Alan wrote a Gtk+ UI on top of his library called Monsoon:
With Mono running in the browser as part of Silverlight, I have always felt that we needed to build a UI for bitsharp.
The most important advantage is that every web browser can be turned into a BitTorrent client without having to install extra software.
Some other advantages: you could connect to a web page that contains the BitTorrent client, it would turn your machine into a seeding/downloading host, it could be shut down with minimal fuzz and it would be trivial to spice up the UI and add all kinds of visualizations for the download.
Silverlight 2 now provides direct socket/network access and supports storing files in your local file system. Most of the pieces are already in place to make this happen.
There are a few challenges though. Silverlight does not allow a client to listen on a port, and for security reasons it has a limited set of ports it can connect to.

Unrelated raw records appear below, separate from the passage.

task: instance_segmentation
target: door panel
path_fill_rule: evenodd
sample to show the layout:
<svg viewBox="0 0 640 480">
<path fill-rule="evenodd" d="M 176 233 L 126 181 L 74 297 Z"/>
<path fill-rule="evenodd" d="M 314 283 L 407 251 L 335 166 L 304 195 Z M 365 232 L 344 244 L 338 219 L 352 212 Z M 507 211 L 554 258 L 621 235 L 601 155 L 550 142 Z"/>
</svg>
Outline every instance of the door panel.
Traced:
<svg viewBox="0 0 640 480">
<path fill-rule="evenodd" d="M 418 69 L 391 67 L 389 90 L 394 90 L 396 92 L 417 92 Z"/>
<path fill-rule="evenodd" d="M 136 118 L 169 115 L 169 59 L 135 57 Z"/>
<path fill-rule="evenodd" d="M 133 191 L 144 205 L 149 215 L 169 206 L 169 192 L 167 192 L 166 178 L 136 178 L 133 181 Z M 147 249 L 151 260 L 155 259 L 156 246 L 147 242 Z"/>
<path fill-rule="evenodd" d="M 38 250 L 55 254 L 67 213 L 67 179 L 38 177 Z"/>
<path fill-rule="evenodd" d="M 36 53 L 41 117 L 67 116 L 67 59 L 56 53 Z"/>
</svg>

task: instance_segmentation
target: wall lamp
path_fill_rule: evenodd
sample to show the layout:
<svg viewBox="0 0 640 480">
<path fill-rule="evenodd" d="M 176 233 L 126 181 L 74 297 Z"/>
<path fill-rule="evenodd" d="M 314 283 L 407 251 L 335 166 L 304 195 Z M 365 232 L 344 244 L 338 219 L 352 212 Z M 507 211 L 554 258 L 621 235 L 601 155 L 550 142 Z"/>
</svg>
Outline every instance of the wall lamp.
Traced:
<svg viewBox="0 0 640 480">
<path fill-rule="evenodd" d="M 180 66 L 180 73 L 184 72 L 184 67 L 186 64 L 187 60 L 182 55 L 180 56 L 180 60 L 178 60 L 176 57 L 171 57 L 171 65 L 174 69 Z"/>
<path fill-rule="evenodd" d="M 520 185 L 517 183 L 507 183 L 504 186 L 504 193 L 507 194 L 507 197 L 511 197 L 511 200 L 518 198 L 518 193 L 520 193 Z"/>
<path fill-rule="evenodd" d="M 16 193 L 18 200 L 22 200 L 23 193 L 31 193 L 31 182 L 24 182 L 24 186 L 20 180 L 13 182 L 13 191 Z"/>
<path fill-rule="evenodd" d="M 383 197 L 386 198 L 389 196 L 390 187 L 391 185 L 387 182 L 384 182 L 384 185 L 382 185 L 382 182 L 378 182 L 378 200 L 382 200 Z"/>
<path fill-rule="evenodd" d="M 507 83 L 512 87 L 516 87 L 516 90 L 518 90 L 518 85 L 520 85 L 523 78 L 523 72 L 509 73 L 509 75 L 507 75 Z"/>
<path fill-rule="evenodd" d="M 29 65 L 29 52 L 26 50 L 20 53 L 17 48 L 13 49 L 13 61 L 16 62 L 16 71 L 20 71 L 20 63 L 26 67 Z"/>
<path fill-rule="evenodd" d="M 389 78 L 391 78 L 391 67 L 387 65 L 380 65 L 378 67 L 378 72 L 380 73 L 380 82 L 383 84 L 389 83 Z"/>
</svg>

The first problem could be addressed by having the client initiate connections to third parties requesting and providing data. This might require a protocol extension.
The second problem is easy to solve, but would require other Bittorrent clients to listen in a new port to explicitly grant access to Silverlight clients by exposing a clientaccesspolicy.xml file.
Finally, at least for Moonlight's case, we could start doing some changes to the core and grant the out-of-browser plugin to have full network access.